Fincher tinha um grande material nas mãos para fazer mais um grande suspense quando parte-se do princípio de que o livro se bem sucede no gênero por conta da narrativa um tanto folhetinesca que intercala o ponto de vista de Nick e o ponto de vista de Amy sobre a relação de ambos como se fossem capítulos, cada um deles interrompidos em momentos chaves que prendem a atenção do leitor para descobrir como cada um desses momentos se esclarecerão. Essa proposta foi mantida no filme, mas não funciona tão bem quanto no papel. Quando a história atinge seu climax, um momento extremamente importante que pega o leitor de surpresa pela maneira abrupta como a reviravolta acontece, esse grande impacto é desperdiçado numa cena tola com um tempo narrativo totalmente errado, novamente por conta de uma edição falha e de uma revelação que poderia ter sido construída de forma mais lenta e elaborada. Quando comparamos com Clube da Luta e a maneira chocante como o diretor revela ao espectador algo que estava evidente aos seus olhos o tempo todo, percebe-se que Fincher poderia ter trabalhado melhor nos impactos da trama.

Trent Reznor e Atticus Ross novamente colaboram com o diretor na trilha sonora, talvez para tentar repetir o sucesso da parceria que rendeu um Oscar aos dois pela composição de A Rede Social. A trilha sonora, cheia de instrumentais e ruídos eletrônicos desconexos, tem um papel fundamental para diferenciar os tempos narrativos. Como dito pelo próprio diretor, embora relaxante e vaga, ainda instila um senso de pavor. Mesmo assim ela soa invasiva em alguns momentos, e seu mau uso, seja pelo excesso ou pela má sincronia, deixa a desejar em situações que poderia causar esse impacto surpreendente esperado.

No geral o filme pode agradar principalmente por conseguir reproduzir fielmente os personagens e a cenografia narrada pela autora no livro. Mesmo em uma narração em primeira pessoa, o detalhamento que Flynn dá na descrição dos ambientes e da fisionomia de seus personagens é tão rico que para muitos que leram a obra ficarão surpresos e terão aquela sensação de "era assim que eu imaginava quando li", e esse é um dos grandes pontos positivos.
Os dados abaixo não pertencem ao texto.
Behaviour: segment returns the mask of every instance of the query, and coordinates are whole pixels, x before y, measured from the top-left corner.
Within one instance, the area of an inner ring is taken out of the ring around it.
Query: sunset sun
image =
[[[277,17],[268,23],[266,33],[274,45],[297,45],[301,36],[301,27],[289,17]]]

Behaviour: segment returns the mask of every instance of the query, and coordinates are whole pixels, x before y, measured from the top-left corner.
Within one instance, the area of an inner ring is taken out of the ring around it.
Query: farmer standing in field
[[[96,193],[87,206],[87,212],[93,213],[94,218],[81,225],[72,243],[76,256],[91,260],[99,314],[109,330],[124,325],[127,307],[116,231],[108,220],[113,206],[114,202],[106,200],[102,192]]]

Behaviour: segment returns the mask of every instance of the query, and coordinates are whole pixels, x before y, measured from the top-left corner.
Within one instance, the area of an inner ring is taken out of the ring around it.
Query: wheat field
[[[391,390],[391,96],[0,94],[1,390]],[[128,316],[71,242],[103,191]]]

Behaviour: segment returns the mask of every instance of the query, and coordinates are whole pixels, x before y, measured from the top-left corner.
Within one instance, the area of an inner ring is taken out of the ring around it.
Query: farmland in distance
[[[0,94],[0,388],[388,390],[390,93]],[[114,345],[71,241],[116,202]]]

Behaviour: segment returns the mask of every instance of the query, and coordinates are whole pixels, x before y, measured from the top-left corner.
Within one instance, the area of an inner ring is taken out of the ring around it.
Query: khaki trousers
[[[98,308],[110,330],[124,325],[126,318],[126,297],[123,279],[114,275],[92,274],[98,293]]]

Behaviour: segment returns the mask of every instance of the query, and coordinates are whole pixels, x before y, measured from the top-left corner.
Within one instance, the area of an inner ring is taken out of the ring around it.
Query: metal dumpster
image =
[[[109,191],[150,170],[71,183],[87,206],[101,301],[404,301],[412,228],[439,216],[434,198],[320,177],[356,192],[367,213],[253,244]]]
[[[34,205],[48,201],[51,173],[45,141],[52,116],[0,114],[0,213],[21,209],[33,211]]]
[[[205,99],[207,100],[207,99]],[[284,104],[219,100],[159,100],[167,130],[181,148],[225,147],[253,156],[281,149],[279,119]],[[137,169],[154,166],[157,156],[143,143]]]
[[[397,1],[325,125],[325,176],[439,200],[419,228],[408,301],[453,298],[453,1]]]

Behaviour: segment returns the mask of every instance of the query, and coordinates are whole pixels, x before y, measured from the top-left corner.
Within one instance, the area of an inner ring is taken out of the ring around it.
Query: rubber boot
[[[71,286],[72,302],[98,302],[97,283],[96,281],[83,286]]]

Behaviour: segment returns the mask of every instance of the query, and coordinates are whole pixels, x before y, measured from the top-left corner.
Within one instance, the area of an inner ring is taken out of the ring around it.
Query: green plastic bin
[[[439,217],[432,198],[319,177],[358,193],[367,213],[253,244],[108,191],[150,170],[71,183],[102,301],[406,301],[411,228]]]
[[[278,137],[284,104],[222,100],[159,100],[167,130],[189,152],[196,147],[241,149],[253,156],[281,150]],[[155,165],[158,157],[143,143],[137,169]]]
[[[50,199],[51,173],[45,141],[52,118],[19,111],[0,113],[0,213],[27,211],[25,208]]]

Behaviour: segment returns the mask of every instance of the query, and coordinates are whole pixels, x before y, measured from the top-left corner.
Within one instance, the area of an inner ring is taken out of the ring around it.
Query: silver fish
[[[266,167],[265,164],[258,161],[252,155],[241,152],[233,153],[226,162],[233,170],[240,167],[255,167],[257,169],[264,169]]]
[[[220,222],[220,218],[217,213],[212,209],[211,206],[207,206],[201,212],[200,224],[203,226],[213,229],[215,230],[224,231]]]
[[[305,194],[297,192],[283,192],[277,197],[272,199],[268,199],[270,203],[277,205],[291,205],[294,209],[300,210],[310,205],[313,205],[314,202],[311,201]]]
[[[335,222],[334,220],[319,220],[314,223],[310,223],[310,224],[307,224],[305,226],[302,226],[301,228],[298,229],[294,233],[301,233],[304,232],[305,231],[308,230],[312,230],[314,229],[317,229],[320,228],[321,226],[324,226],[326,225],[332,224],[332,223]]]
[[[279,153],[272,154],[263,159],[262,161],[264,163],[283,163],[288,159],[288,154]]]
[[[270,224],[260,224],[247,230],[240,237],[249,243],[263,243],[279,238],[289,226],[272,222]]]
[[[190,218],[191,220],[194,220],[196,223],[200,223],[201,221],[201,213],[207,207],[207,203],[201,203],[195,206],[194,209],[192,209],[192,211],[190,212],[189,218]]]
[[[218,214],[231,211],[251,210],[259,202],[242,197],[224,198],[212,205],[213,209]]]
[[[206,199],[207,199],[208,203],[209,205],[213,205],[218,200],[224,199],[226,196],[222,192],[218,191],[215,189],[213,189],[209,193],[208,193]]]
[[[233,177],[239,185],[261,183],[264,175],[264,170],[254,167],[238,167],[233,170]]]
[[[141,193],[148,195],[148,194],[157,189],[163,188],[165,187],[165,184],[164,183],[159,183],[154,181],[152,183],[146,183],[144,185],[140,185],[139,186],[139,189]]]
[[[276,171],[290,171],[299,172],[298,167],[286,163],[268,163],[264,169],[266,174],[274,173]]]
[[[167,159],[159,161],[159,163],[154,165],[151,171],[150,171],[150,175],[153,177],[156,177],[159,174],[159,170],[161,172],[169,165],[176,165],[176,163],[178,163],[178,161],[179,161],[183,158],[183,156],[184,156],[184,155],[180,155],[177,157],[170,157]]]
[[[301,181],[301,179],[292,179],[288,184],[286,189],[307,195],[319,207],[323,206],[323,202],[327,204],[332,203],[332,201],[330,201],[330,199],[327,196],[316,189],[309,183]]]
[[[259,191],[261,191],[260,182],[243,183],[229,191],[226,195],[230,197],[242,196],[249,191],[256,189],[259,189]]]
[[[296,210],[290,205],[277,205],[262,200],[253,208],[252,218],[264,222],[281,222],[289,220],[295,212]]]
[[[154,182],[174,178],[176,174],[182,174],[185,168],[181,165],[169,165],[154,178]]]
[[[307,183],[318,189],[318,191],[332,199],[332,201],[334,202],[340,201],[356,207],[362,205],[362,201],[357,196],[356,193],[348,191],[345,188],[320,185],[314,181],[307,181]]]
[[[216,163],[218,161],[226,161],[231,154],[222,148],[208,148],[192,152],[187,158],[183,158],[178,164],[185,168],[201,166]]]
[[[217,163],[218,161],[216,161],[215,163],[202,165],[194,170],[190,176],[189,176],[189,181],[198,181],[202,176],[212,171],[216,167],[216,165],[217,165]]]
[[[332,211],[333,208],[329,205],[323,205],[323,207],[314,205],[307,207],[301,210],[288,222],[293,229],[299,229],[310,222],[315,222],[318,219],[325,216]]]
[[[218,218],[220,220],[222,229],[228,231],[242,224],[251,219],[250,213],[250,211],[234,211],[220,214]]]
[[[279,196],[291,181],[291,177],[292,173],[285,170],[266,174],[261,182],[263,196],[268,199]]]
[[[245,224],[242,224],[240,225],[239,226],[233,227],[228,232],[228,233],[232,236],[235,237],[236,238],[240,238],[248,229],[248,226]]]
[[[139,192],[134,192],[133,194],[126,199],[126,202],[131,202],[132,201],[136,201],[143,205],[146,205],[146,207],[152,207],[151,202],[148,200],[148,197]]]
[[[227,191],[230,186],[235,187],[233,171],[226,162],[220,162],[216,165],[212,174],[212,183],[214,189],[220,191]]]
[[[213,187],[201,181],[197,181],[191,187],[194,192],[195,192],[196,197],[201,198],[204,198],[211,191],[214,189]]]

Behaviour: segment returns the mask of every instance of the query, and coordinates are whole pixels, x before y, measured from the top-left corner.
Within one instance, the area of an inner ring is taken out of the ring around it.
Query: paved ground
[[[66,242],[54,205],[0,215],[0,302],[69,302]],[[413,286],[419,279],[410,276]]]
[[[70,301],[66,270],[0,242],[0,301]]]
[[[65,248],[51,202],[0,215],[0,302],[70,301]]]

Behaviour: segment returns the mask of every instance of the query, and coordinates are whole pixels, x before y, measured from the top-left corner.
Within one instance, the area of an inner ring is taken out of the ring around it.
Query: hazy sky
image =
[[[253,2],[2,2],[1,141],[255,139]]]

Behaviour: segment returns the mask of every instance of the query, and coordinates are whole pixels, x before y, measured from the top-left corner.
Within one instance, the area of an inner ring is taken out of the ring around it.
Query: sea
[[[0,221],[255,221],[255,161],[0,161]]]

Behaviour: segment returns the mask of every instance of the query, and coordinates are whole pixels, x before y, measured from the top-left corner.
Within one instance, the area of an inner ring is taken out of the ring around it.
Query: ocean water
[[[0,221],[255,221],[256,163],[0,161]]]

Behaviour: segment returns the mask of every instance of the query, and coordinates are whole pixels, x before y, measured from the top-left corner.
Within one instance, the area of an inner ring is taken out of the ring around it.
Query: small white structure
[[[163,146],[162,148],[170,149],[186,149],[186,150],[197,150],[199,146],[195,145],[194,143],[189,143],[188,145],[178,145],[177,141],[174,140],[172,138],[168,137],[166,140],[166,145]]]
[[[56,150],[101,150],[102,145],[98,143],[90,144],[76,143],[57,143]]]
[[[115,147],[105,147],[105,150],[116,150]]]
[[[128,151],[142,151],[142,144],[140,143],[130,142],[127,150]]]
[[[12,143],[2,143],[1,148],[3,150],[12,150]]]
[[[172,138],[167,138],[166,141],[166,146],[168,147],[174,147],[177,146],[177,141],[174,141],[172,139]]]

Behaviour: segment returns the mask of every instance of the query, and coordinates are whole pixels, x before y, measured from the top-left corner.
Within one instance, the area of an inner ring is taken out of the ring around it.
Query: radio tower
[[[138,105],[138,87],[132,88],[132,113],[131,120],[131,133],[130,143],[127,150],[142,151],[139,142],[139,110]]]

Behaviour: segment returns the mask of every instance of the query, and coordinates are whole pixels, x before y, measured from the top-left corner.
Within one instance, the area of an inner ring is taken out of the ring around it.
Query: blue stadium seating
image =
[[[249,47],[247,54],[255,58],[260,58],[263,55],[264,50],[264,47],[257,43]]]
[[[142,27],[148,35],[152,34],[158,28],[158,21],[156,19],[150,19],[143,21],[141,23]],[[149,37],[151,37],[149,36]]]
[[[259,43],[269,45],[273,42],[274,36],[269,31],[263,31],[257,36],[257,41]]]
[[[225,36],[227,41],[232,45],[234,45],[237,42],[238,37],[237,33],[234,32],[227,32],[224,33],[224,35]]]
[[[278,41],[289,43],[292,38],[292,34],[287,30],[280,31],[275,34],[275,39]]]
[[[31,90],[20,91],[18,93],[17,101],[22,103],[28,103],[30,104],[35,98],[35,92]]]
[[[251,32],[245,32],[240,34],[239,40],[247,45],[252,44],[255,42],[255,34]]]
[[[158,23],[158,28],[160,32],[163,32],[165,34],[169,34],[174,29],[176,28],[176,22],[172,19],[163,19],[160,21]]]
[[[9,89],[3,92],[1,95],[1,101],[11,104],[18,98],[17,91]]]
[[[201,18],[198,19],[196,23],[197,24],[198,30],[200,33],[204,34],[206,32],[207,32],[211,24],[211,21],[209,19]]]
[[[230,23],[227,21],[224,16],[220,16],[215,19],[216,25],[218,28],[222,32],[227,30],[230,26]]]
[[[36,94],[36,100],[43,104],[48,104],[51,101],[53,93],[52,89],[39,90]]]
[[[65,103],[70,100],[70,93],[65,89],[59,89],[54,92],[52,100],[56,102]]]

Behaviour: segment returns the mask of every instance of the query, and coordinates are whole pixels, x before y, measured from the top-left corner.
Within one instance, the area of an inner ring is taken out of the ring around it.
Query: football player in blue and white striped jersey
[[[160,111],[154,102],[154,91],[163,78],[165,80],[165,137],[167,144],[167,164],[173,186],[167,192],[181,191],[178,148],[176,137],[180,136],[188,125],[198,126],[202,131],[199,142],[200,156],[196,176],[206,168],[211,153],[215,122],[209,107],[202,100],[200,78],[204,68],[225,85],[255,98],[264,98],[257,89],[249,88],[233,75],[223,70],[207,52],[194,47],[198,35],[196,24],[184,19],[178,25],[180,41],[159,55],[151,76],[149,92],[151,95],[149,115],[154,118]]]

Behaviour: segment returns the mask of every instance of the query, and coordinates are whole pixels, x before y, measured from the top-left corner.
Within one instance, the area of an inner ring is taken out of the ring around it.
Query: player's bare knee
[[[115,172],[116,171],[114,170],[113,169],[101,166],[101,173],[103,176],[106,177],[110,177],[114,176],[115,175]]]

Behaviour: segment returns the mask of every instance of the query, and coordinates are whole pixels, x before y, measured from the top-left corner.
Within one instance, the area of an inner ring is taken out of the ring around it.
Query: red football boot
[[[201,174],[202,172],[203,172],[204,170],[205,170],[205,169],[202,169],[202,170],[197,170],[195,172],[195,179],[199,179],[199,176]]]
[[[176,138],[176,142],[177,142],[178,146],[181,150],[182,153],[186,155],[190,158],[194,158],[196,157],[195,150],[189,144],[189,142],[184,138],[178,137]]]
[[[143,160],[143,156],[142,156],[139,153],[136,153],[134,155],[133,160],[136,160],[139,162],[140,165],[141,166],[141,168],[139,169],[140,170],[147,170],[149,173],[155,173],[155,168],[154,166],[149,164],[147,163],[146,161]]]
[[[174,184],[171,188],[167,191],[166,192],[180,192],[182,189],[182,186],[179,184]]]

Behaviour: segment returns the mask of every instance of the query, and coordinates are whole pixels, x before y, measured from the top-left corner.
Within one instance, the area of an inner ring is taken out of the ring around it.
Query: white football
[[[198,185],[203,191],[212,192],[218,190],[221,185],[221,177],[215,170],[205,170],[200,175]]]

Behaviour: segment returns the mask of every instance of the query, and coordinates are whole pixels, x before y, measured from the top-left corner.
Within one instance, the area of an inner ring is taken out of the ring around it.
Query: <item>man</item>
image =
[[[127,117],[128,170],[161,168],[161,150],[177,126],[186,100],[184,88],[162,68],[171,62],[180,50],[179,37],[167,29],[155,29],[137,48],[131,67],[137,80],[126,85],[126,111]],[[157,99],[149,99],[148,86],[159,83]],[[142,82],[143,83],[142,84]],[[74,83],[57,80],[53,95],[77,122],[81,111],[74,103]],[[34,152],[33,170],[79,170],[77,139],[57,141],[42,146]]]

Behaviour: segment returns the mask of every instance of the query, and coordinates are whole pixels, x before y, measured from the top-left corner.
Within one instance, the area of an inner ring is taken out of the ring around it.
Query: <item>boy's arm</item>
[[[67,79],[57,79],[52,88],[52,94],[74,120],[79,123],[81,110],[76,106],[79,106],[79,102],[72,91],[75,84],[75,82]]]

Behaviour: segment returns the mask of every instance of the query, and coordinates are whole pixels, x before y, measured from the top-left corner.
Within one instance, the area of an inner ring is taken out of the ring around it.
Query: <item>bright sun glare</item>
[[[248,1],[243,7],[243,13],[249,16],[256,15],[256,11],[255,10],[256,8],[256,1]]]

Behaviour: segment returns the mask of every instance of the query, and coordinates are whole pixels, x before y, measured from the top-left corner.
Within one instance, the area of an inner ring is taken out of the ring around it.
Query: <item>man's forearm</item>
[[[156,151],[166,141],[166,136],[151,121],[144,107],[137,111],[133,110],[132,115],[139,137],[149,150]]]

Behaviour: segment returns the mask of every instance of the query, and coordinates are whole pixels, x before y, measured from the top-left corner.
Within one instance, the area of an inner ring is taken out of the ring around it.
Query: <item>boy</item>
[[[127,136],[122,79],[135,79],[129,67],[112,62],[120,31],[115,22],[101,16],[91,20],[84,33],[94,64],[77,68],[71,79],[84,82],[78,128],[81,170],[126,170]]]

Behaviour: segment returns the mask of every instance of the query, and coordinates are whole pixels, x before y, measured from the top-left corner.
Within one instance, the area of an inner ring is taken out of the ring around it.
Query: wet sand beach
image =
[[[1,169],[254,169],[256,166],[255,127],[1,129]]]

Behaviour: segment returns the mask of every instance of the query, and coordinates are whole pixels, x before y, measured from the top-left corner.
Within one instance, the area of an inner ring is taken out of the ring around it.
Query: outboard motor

Uma pena que ele falha na sua construção, fazendo todo o clima sombrio, misterioso e dúbio do livro serem perdidos ou pouco aproveitados tanto quanto a rica personalidade dos personagens principais. Muito disso, com certeza, pela inexperiência quase amadora da escritora como roteirista, já que é seu primeiro trabalho para o cinema.

CONCLUSÃO...
Muito fiel ao livro, porém erra em não ter explorado como devia a personalidade dos personagens principais e na edição que nunca oferece o suspense esperado, além da chocante surpresa do clímax que é desperdiçada. Evidente também a falta de forma do diretor em conduzir mais um suspense sem a vontade demonstrada em seus primeiros grandes sucessos, talvez porque aqueles filmes ele tenha feito por vontade, e não por contrato, como acontece aqui ou como aconteceu com Os Homens Que Não Amavam As Mulheres.